Fiili psikolojik harpten bahsedip de, Mustafa Kemal Atatürk’ü hatırlamamak imkansızdır. Çanakkale savaşları sırasında Mustafa Kemal’in kalbine bir şarapnel parçası isabet ettiğinde yanındaki askerlerin “Vuruldunuz komutanım” demesine karşılık o, eliyle “sus” işareti yapmış ve muhtemel bir hezimetin önüne geçmişti.

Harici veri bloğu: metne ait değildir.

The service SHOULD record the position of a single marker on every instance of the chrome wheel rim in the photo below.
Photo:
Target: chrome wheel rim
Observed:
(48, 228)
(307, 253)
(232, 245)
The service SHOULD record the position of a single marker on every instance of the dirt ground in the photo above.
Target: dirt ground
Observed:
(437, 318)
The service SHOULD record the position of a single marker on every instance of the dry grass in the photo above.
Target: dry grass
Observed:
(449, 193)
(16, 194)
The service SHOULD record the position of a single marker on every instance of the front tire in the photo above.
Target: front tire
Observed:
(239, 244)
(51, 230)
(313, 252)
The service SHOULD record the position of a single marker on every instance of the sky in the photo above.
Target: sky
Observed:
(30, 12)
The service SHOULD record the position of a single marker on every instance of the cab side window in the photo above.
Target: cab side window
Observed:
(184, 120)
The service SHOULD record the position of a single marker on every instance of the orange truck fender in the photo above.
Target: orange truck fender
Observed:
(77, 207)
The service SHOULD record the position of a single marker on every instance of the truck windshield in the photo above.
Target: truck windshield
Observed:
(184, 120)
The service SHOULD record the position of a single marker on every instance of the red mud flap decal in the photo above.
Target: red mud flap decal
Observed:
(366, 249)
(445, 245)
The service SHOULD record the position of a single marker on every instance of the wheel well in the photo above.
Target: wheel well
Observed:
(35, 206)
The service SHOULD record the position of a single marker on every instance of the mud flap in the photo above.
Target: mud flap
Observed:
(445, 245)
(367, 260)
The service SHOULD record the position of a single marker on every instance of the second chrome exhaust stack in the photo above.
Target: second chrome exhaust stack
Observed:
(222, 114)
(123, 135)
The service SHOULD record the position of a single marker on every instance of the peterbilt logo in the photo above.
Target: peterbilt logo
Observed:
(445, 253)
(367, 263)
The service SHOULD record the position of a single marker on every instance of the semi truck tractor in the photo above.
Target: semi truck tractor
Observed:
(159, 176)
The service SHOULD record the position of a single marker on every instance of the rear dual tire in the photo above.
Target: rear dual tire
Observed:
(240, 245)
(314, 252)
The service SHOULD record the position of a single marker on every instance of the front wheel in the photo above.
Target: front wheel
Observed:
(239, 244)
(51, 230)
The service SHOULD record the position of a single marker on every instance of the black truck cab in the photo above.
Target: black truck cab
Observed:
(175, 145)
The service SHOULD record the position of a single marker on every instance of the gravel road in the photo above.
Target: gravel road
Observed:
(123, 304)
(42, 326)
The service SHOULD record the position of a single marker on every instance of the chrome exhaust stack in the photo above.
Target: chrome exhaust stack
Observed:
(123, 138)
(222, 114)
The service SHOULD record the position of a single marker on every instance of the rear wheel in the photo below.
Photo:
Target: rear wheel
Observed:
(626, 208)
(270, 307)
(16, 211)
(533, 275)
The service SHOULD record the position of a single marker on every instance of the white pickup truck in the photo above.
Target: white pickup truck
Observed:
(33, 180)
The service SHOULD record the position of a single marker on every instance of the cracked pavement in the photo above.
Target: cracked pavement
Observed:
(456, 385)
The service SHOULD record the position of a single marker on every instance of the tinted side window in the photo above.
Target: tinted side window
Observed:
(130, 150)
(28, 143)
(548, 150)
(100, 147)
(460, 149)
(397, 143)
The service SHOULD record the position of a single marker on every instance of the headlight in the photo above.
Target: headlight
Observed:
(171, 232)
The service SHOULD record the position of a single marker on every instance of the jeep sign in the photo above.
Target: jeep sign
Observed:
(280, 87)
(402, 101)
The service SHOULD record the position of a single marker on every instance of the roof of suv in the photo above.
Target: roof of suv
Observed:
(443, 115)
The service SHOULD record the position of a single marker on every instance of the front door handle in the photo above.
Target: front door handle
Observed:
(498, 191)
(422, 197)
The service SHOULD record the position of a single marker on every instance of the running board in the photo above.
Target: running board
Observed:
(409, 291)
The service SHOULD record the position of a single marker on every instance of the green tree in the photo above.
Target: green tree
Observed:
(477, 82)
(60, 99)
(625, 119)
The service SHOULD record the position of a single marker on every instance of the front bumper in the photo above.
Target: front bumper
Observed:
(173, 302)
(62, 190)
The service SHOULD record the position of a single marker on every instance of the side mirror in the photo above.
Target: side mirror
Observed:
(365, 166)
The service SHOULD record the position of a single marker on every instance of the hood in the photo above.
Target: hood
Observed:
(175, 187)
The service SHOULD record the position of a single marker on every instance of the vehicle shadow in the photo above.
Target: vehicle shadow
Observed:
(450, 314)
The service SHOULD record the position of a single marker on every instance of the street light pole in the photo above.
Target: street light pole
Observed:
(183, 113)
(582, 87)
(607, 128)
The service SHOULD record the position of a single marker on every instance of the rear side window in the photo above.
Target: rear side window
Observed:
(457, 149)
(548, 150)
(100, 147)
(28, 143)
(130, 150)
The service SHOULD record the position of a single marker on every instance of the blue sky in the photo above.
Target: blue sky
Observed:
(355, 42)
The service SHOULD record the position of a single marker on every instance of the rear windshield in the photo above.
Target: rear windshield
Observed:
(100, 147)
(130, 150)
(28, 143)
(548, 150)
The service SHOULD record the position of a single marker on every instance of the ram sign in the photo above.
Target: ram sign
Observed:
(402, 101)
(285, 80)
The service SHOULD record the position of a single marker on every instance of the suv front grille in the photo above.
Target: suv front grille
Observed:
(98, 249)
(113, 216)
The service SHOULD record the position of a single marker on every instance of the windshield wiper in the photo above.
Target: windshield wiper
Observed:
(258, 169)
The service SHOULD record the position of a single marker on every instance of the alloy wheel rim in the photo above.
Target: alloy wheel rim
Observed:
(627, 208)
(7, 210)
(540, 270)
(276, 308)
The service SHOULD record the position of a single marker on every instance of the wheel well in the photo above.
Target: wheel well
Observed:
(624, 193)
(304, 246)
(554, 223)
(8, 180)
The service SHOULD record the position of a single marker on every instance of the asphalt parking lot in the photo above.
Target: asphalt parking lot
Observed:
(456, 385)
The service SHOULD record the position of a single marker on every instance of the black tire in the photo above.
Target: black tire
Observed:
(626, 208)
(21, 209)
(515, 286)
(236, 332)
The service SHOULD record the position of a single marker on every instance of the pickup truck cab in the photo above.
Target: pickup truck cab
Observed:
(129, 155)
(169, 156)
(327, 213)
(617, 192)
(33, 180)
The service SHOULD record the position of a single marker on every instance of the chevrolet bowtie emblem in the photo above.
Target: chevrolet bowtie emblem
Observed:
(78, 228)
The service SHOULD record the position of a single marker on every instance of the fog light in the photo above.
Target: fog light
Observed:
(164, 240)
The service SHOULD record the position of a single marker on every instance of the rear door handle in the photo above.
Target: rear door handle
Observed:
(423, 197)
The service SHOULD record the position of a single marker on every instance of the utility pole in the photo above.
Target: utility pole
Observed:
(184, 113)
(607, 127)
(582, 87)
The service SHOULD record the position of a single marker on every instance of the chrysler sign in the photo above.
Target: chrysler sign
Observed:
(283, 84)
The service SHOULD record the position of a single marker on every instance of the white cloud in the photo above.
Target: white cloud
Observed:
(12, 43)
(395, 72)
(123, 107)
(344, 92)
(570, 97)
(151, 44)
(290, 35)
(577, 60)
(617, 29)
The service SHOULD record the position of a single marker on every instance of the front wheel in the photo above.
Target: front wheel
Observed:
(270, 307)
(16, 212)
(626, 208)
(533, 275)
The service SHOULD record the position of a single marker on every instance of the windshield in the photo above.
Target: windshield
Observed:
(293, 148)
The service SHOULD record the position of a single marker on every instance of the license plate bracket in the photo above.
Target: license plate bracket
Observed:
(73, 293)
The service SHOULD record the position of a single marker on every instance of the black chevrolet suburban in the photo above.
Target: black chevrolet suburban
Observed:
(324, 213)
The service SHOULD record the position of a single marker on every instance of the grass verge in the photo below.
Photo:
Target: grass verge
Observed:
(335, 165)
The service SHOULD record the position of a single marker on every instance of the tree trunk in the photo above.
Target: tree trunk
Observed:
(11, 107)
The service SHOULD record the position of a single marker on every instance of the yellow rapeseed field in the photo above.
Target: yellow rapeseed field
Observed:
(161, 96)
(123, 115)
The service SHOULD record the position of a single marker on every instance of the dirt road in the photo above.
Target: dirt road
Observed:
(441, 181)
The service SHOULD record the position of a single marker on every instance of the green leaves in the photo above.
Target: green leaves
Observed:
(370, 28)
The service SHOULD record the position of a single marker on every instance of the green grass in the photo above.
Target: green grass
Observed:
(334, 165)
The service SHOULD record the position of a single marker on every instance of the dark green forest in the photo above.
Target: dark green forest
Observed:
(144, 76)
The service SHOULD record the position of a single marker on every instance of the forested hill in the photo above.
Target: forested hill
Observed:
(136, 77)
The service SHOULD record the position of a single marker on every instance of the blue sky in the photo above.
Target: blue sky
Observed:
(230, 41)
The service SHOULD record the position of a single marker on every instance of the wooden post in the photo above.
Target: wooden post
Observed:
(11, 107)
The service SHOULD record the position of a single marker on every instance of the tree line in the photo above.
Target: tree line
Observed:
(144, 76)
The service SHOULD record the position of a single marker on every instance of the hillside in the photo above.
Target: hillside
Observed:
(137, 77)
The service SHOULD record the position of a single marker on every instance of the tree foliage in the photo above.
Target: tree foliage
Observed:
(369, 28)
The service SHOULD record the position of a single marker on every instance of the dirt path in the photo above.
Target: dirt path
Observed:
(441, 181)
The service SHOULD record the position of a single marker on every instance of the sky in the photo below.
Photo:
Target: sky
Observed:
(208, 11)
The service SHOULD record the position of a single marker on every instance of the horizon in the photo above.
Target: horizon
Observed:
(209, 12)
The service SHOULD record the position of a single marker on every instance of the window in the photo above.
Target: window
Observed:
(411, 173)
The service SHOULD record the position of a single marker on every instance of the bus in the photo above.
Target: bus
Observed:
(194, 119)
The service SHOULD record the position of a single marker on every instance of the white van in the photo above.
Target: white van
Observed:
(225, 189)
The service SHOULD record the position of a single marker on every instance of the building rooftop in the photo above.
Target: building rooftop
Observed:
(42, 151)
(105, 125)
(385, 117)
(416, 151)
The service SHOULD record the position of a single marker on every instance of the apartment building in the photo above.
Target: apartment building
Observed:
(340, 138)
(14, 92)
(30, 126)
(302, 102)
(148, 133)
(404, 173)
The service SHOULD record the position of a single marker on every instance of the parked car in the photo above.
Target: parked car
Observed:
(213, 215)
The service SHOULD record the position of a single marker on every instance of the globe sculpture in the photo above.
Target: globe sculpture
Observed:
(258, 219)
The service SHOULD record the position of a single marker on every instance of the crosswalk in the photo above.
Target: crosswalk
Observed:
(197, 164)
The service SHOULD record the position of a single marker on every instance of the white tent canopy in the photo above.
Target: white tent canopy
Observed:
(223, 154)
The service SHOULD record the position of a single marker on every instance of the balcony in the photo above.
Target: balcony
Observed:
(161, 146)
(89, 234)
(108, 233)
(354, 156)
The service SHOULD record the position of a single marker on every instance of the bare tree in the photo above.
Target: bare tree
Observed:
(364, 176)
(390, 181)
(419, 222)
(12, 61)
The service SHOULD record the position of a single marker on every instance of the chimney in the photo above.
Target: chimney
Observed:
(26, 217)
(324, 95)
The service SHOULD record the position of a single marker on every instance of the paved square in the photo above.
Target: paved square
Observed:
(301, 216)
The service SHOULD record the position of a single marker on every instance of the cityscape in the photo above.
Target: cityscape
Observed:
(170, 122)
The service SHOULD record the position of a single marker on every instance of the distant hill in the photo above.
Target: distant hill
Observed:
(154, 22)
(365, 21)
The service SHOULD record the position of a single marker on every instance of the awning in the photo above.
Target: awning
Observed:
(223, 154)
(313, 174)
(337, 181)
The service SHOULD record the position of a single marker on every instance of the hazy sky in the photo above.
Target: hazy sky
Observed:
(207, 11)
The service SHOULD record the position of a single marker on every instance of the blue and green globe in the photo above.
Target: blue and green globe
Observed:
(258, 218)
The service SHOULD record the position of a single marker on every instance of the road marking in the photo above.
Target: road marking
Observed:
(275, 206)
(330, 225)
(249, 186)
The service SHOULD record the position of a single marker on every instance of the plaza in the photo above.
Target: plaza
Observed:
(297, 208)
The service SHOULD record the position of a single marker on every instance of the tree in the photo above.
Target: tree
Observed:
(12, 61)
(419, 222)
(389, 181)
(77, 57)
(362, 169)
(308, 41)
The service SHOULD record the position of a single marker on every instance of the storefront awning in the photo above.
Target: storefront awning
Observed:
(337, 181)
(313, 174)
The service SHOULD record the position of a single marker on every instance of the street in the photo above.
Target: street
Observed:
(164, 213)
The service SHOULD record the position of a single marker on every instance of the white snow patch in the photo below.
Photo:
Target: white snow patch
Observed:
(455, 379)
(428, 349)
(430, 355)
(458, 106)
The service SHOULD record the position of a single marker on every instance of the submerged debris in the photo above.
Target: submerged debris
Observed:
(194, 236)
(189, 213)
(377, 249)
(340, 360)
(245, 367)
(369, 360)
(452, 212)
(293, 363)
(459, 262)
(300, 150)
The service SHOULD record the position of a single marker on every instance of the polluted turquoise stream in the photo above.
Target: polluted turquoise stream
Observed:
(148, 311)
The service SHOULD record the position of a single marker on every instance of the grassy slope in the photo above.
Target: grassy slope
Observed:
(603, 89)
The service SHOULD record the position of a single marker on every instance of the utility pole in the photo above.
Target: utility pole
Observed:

Zamanımızda psikolojik harbin üçünçü bir şekli ortaya çıkmıştır ki o da medya destekli psikolojik harptir. Medya destekli psikolojik harbin tipik bir örneği Körfez Savaşı sırasında yaşanmıştır. CNN tarafından savaş yayını yapılmış ve medya kuruluşlarınca dünya kamuoyu, ABD ve müttefikleri lehine hazırlanmıştır. Afganistan Harekatı için de aynı durum söz konusudur.
Askeri strateji uzmanları orduların savaşma gücünün maddi güç ile moral gücün toplamından ibaret olduğunu ifade ederler. Tarafların maddi güçleri ve siyasal güçleri eşitse, moral gücü yüksek olan üstünlük kazanır. Hatta, moral gücü yüksek olan bir ordu, kendisinden asker sayısı ve maddi güç olarak kat kat üstün olan rakibini dengeleyebilir ve yenebilir.
Öte yandan psikolojik harpte tarih boyunca inanç unsurlarının da kullanıldığına defalarca şahit olunmuştur. Tarihimizden örnek vermek gerekirse 1239-1240 yıları arasında cereyan eden Baba İshak Ayaklanması’nda Selçuklular kendisine ve adamlarına silah işlemediğini propaganda eden Baba İshak’a karşı paralı frenk askerlerini sevk etmek zorunda kalmışlardır. Yine 1524 tarihli Kalender Çelebi İsyanı’nda da Kalender Çelebi ve adamları için de aynı şeyler söylenmiş, Osmanlı askerleri bu kuvvetlerle savaşmaktan çekinmişlerdir. Bu yüzden isyanı bastırmakla görevlendirilmiş olan Vezirazam İbrahim Paşa daha önce Kalender Çelebi kuvvetleri ile karşılaşmamış olan yeniçeri birliklerini kullanmak durumunda
kalmıştır. İbrahim Paşa beraberinde gstirdiği yeniçerileri önceki kuvvetlerle karşılaştırmadan Kalender Çelebi üzerine yürümüş ve isyanı bastırmaya muvaffak olmuştur.